Im klimagerechten Bauen der 70er und 80er Jahre wollte man den energetischen
Austausch zwischen diesen beiden Bereichen möglichst minimieren,
um den Wärmeaustausch zu verringern. Daher forderte man möglichst
kompakte Baukörper mit einer geringen Außenoberfläche.
Die Natur scheint dieses Prinzip energetischer Optimierung zunächst
zu bestätigen: Bei den Tieren kälterer Klimazonen ist die Körperoberfläche
klein gehalten, um den Wärmeaustausch mit der Umwelt zu verringern.

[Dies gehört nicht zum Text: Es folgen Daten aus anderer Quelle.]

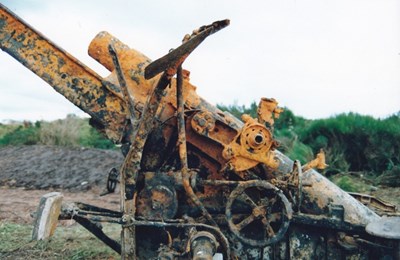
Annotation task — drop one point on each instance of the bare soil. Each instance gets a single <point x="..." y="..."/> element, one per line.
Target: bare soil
<point x="29" y="172"/>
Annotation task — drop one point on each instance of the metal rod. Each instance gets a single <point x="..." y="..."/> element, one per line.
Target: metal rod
<point x="95" y="230"/>
<point x="131" y="166"/>
<point x="122" y="83"/>
<point x="183" y="150"/>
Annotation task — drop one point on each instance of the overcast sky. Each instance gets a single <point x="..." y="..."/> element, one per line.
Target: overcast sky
<point x="317" y="57"/>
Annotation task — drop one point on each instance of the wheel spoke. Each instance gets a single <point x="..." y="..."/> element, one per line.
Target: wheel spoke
<point x="269" y="230"/>
<point x="247" y="199"/>
<point x="273" y="217"/>
<point x="242" y="224"/>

Doch wenn wir die Lebewesen genauer untersuchen, stellen wir fest, das
einige ihrer Organe, die das Verhältnis von Innen zu Außen
regulieren, auf dem gegensätzlichen Prinzip der Oberflächenmaximierung
beruhen. Die Lunge, die für den Gasaustausch verantwortlich ist,
hat eine höchst kunstvoll vergrößerte Oberfläche.
Mit Hilfe von Millionen kleinster Lungenbläschen verfügt die
6 Liter große menschliche Lunge über eine Austauschoberfläche
von 100 qm. Ebenso hat der 2m lange Dünndarm, über den die Nährstoffe
in den menschlichen Körper gelangen, eine mit Hilfe unzähliger
Faltungen und Zotten vergrößerte Oberfläche von 200 qm.
Daß bei Lebewesen die Oberflächen zur Luft- und Nährstoffaufnahme
maximiert sind, ist bei Pflanzen noch offensichtlicher: Mit einer Blattoberfläche
von über 1000 qm kann ein ausgewachsener Laubbaum die Sonneneinstrahlung
optimal einfangen und optimal ventilieren.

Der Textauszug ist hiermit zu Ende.